G. Crepaldi (8/7/2020)

La Corte Costituzionale interviene a chiarimento del riparto di competenze tra lo Stato e le Regioni in merito all’impiego pubblico, riconducendolo alla materia dell’ordinamento civile e dell’organizzazione amministrativa. Sentenza della Corte Costituzionale, 25 giugno 2020, n. 126.

Massima

La regolamentazione dell’accesso ai pubblici impieghi mediante concorso è riferibile all’ambito della competenza esclusiva statale per quanto riguarda i concorsi indetti dalle amministrazioni statali e dagli enti pubblici nazionali mentre la disciplina dell’impiego pubblico regionale deve essere ricondotto all’ordinamento civile, di competenza esclusiva statale, solo «per i profili privatizzati del rapporto», attinenti al rapporto di lavoro già instaurato, laddove i profili “pubblicistico-organizzativi” rientrano nell’ordinamento e organizzazione amministrativa regionale, e quindi appartengono alla competenza legislativa residuale della Regione.
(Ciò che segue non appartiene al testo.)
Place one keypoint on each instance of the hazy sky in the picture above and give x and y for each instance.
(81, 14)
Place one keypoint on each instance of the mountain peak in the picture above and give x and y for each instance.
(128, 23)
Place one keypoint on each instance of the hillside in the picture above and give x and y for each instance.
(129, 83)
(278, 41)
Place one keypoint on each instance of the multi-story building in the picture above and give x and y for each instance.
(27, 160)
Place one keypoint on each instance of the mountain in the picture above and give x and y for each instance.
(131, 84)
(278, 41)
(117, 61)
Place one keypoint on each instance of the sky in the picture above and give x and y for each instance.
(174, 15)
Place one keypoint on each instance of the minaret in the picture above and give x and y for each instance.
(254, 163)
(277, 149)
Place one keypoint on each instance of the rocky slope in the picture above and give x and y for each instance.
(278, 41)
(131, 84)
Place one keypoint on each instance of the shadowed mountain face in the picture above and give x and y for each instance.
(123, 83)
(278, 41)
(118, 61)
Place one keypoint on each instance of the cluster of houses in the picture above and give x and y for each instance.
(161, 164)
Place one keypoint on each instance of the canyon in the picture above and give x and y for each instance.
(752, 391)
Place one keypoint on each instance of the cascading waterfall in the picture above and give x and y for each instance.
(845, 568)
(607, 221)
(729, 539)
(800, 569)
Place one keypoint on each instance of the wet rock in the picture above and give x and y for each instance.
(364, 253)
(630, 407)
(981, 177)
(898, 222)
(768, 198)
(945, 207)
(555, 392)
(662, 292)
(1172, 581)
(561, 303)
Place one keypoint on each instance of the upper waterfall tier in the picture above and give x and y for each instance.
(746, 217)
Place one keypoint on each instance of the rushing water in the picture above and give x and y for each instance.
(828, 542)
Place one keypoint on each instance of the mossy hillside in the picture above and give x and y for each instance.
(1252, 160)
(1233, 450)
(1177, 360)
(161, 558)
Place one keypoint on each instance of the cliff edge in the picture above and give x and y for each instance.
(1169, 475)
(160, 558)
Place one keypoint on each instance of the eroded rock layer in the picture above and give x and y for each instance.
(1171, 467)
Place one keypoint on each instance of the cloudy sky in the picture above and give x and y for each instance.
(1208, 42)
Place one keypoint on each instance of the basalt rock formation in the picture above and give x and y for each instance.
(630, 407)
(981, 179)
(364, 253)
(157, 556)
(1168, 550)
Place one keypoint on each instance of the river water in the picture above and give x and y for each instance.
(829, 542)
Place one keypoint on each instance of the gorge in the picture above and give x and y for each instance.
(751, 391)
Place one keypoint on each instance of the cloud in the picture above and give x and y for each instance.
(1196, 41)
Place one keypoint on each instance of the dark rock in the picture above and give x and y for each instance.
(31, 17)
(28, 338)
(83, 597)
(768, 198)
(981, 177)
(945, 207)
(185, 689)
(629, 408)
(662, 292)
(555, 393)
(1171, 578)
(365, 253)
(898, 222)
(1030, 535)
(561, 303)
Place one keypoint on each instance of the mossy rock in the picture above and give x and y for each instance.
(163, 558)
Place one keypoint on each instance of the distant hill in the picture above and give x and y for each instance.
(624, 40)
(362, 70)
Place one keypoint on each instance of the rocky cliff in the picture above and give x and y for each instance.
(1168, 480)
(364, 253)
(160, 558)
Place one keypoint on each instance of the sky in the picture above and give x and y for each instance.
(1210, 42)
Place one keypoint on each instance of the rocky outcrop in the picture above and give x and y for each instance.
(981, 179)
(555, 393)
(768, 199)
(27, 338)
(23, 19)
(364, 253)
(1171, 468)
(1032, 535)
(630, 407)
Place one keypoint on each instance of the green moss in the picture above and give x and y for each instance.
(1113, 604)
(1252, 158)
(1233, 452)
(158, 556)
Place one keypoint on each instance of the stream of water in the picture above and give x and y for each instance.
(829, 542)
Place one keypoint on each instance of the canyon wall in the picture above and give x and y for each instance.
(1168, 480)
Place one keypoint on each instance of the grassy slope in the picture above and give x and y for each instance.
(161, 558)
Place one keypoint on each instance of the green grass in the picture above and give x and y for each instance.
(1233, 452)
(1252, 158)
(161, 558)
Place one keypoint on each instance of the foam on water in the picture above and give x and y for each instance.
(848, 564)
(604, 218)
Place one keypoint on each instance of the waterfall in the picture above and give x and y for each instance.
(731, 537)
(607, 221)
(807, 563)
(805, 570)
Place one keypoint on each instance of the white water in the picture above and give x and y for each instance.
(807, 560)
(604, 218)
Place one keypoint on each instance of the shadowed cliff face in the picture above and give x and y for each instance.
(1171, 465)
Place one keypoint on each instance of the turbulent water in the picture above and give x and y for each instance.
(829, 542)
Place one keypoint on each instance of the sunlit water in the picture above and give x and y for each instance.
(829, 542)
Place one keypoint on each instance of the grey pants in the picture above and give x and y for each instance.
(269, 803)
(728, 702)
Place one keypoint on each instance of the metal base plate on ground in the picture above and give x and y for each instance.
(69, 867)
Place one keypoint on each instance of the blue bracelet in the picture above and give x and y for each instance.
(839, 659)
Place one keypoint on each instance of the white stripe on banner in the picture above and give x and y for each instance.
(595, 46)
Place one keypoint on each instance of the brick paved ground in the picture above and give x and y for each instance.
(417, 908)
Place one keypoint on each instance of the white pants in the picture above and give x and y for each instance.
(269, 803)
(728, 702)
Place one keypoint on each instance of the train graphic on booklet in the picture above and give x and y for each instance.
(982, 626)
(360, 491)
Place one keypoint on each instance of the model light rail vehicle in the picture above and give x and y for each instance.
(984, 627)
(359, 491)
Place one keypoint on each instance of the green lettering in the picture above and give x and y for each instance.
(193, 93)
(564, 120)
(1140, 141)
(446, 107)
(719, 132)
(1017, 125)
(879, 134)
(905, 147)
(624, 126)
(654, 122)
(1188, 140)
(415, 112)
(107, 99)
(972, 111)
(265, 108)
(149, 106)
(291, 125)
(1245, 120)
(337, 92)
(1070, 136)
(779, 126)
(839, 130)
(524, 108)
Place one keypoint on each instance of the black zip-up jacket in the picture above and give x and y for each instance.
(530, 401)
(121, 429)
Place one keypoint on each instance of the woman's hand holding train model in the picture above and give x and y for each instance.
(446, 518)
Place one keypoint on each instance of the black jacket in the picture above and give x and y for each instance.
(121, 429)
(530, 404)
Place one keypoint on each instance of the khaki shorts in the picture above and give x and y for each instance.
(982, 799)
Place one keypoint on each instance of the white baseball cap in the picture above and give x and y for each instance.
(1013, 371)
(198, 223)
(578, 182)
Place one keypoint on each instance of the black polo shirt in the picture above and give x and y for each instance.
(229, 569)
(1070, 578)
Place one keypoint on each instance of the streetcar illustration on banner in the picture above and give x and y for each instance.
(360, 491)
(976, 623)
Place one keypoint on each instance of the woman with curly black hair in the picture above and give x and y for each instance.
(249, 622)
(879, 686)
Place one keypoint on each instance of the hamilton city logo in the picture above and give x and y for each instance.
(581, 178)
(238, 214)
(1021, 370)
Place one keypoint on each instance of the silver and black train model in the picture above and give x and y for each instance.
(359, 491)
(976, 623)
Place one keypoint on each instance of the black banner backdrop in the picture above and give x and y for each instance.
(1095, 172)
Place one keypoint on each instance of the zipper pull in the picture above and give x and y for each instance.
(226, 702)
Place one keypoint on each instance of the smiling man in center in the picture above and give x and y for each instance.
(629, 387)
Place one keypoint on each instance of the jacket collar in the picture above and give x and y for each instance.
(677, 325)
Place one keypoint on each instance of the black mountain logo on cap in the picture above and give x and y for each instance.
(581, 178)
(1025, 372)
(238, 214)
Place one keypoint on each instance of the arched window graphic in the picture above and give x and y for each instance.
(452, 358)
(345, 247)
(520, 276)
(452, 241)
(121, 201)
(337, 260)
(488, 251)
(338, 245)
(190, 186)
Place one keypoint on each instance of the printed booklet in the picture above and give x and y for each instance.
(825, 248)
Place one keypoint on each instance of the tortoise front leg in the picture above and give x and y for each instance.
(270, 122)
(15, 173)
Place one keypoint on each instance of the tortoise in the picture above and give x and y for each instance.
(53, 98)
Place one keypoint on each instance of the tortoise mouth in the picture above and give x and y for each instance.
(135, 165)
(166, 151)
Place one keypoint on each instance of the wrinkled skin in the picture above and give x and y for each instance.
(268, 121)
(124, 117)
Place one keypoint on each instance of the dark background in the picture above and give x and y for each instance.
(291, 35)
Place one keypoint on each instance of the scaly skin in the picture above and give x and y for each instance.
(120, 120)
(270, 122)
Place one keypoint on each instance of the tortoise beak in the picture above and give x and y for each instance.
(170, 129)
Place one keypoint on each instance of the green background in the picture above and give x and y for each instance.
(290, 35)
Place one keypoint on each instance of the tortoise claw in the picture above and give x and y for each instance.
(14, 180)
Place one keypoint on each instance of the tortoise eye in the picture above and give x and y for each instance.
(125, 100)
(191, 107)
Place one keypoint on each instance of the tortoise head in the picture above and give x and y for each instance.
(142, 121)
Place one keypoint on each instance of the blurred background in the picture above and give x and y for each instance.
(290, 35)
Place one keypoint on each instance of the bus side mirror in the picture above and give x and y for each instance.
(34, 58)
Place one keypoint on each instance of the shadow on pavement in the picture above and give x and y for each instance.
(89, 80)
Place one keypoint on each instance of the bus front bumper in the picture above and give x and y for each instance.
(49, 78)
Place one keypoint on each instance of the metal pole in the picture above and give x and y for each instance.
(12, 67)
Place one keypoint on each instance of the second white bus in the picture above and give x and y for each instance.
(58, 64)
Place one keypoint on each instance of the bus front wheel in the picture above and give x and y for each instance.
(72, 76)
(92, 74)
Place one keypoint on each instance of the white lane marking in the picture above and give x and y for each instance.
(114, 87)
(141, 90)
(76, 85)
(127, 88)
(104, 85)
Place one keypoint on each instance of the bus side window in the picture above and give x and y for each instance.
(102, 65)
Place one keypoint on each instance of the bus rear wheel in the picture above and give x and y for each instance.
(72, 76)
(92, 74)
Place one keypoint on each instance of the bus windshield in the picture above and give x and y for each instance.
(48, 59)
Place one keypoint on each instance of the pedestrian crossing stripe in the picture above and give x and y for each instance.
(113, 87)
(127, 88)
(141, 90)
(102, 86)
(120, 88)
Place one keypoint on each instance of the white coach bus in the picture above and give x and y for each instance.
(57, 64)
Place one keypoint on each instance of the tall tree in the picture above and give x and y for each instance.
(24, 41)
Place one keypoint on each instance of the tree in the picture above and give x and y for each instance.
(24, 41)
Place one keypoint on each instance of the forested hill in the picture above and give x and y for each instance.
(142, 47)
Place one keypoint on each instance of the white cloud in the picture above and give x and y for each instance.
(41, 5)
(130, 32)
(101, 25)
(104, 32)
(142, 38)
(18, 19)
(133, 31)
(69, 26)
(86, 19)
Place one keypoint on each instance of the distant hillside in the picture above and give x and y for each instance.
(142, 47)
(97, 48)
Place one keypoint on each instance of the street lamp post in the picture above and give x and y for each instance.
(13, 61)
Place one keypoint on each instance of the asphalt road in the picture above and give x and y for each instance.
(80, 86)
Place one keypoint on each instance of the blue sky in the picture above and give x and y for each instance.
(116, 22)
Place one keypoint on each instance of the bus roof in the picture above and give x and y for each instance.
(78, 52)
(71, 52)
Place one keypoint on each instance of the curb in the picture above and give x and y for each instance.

Alla competenza legislativa residuale in materia di ordinamento e organizzazione amministrativa delle Regioni sono riconducibili, in particolare, le procedure concorsuali pubblicistiche per l’accesso all’impiego regionale e la regolamentazione delle graduatorie, che rappresentano il provvedimento conclusivo delle procedure selettive.

Fatto

Il Presidente del Consiglio dei ministri ha promosso, per violazione degli artt. 3, 51, primo comma, 97, 117, commi secondo, lettere l) e m), e terzo, della Costituzione, questioni di legittimità costituzionale degli artt. 1, comma 3, e 2 della legge della Regione Toscana 28 giugno 2019, n. 38 (Disposizioni urgenti per il rafforzamento dei servizi e delle misure di politica attiva del lavoro per la sostituzione di personale collocato in quiescenza, del direttore generale e dei direttori. Modifiche alla l. r. 1/2009), pubblicata in pari data sul Bollettino Ufficiale della Regione, n. 31, parte prima.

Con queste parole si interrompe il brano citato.